Serbien: Anna Bu

I hoped we would not repeat history, that there would be no more wars or concentration camps. But like an evil spirit from Pandora’s box – hatred, war, internment camps, and prosecutions returned.

— Anna Bu

Born in 1946 in a concentration camp for ethnic Germans in the aftermath of World War II, Anna Bu grew up in the town of Zrenjanin. In 1993, amidst the sadness and helplessness felt by so many in former Yugoslavia, she joined the Ecumenical Humanitarian Organization (EHO) and worked to provide humanitarian aid to victims of war, refugees, and displaced persons, regardless of religious affiliation or ethnicity. At a time, when the word “peace” could hardly be spoken in Serbia, she joined others in peace activities. EHO continues to help build a civil society devoted to peace and understanding.

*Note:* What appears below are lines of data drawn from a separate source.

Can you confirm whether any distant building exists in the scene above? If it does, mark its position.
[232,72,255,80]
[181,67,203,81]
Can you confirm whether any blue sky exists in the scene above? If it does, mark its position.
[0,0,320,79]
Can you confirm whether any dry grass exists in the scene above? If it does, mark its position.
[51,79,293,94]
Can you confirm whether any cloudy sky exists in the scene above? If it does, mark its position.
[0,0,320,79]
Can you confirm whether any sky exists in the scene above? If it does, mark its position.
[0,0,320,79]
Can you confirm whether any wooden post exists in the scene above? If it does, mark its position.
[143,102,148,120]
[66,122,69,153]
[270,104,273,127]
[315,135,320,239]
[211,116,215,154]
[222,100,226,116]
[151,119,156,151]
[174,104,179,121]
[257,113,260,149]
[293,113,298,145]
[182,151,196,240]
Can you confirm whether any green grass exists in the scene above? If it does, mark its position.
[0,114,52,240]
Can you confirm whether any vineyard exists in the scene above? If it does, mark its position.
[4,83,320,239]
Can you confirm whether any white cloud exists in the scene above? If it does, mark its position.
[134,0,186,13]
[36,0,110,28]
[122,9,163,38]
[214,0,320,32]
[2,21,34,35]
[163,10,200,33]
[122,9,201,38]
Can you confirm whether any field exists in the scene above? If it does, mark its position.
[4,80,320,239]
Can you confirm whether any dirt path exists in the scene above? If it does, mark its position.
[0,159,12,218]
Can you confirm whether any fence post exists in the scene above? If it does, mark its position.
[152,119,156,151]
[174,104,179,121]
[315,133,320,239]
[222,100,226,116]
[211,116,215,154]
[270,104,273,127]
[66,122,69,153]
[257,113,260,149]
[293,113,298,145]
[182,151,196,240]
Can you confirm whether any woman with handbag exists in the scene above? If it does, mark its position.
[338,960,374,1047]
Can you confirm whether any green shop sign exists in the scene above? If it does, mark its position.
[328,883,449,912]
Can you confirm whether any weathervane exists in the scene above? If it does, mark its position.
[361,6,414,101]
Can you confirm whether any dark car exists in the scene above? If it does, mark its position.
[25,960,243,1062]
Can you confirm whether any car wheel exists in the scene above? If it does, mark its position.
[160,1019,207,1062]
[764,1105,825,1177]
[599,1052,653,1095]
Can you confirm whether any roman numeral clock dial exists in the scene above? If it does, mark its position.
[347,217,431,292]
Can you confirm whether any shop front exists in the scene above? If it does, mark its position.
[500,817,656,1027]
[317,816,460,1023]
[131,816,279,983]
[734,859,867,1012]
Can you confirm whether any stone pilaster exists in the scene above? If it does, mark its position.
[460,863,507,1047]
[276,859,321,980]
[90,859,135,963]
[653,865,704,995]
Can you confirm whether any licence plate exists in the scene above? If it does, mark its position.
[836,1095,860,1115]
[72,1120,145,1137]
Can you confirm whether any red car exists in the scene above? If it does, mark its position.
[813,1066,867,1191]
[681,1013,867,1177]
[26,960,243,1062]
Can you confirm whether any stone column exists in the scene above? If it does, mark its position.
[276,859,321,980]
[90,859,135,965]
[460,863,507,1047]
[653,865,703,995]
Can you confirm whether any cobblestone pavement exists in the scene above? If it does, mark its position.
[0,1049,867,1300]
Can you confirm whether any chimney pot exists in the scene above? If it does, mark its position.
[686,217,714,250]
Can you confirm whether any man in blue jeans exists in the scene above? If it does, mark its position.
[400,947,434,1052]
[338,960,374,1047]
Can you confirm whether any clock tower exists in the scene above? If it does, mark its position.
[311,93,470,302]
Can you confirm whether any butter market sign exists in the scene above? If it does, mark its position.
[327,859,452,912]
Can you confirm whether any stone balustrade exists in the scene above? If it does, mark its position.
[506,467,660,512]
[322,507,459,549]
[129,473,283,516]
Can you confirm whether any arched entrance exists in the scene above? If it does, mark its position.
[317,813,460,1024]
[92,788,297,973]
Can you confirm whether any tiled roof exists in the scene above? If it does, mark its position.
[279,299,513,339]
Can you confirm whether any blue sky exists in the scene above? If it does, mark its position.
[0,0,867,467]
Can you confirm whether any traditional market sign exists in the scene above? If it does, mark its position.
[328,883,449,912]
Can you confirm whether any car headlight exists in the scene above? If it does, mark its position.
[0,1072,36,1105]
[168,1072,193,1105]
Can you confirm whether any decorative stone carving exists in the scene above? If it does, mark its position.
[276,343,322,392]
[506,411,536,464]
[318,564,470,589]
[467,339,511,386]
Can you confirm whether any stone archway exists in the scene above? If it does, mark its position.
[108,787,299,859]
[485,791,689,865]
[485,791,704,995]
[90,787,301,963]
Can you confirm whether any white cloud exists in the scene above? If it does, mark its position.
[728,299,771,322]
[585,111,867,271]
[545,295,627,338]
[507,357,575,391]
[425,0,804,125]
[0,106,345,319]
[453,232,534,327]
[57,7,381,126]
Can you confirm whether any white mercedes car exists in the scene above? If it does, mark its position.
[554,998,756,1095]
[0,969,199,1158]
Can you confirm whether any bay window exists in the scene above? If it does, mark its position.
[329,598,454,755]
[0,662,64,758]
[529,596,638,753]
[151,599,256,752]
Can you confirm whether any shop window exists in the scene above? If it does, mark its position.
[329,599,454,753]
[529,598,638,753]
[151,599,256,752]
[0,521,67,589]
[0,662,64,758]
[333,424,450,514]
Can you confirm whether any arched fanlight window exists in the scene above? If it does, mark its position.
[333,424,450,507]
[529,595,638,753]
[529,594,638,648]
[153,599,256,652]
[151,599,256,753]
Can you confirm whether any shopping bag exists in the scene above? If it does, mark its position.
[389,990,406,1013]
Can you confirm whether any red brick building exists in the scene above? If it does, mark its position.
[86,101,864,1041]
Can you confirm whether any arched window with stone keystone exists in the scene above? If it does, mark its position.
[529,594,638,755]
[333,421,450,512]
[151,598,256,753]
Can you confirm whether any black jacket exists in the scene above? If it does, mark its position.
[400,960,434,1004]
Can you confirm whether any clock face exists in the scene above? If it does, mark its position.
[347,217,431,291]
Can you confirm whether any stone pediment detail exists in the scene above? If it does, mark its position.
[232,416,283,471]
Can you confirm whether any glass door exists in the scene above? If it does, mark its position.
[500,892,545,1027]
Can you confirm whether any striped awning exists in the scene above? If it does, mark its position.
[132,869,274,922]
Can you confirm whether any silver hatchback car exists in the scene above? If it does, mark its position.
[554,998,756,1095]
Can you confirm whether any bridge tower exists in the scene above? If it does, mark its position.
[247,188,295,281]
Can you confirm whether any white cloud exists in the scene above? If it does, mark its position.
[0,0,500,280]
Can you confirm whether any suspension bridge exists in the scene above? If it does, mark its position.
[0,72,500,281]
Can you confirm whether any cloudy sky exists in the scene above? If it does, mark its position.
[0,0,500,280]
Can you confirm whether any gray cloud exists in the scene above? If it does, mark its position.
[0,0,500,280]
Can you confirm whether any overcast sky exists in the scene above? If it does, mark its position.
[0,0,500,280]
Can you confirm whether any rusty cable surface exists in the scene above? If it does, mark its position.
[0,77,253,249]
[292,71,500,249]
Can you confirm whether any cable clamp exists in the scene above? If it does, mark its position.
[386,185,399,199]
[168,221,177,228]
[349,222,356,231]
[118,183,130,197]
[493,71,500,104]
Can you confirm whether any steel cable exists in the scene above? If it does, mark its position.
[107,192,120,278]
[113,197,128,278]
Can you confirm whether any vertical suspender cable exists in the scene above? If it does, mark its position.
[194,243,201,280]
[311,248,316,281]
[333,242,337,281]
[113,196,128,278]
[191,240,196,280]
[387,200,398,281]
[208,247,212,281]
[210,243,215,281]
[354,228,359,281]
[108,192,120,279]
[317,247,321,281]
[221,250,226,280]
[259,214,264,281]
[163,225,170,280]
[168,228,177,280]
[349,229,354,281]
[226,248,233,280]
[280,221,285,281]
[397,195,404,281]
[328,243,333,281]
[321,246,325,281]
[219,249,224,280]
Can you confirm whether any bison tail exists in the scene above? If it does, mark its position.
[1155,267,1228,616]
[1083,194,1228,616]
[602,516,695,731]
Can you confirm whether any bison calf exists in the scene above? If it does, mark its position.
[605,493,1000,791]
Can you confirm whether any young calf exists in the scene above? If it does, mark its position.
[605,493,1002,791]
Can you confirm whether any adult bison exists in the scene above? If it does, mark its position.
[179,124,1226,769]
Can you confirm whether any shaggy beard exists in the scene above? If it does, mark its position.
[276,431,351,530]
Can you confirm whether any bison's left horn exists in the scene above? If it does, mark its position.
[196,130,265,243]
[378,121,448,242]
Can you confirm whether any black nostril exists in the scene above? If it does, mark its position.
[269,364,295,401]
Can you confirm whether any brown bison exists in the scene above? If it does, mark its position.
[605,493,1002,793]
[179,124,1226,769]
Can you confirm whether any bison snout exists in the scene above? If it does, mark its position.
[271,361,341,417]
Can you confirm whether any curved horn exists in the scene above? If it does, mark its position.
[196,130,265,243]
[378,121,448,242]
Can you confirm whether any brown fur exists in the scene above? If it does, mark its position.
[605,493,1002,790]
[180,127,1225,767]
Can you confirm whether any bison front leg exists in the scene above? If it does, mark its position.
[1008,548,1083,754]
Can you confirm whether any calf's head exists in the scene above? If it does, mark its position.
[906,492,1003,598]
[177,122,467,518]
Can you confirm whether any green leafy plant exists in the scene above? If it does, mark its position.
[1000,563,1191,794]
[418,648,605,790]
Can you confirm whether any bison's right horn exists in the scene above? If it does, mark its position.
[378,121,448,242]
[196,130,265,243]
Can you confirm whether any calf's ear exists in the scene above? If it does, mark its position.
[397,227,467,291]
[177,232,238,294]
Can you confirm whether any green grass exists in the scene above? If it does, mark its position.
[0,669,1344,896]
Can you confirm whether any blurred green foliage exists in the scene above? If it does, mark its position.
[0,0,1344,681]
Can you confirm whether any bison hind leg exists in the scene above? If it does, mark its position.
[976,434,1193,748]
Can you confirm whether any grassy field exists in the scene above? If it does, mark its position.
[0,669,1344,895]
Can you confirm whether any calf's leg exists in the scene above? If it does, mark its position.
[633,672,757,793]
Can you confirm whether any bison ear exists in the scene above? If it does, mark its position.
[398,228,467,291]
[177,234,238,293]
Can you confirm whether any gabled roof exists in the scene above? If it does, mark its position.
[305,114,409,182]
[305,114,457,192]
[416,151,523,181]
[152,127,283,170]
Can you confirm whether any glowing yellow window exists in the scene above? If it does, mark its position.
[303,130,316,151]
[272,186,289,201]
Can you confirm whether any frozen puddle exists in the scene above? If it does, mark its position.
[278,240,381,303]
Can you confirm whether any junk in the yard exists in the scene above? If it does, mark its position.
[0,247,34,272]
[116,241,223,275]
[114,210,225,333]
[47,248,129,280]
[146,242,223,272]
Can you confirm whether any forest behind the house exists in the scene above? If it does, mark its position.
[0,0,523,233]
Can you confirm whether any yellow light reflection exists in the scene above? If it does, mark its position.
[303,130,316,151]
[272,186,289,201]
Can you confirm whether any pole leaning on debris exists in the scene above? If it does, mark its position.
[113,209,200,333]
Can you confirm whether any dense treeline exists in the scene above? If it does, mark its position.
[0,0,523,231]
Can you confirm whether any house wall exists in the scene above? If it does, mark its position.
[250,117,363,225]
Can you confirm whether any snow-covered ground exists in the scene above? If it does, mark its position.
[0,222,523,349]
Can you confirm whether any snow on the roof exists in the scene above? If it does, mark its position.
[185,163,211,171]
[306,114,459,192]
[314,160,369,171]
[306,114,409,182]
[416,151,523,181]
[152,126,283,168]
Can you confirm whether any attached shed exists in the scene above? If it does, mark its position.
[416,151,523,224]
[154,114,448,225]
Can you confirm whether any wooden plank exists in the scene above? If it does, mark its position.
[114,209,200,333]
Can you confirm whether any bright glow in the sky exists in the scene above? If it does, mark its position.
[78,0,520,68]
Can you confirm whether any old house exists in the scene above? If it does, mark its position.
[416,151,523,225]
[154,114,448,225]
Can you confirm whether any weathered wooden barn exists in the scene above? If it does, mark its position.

The Ecumenical Humanitarian Organization was set up to provide efficient distribution of humanitarian aid to the needy in Vojvodina, via a shared commitment among local churches and international faith-based development agencies. The most visible element of the work has been the distribution of food, medicine, and clothes, but the most important impact on Vojvodina has been the encouragement of civil society. With a unique reputation as a church-based organization concerned about social problems, EHO has used material assistance to teach broader lessons about civic initiatives: It was the first NGO to initiate a project linking young volunteers with the elderly, and it was also the first in Serbia to start an HIV/AIDS helpline for confidential information and counseling on a subject otherwise considered taboo in the society. During the NATO bombing of 1999, EHO was the only organization that worked without interruption in a city without bridges, electricity, or water; providing help – as in 1995 – to refugees and displaced alike, regardless of religious affiliation or ethnicity. Today, Anna looks back at the 12 years she spent working at EHO with boundless gratitude. She has found it a privilege to work with an organization that assists and empowers people, always initiating enough hope to make it through the day despite times of overall despair and deprivation. To her, the EHO served as witness to the fact that there were still people in Serbia who disagreed with official policies: activists initiating peace prayers at a time when the very word “peace” could not be uttered, or people appealing for assistance for Muslim refugees from Bosnia at a time when Muslims were being killed elsewhere. EHO initiated a revival of volunteering as a way out of apathy, and as a means of showing solidarity.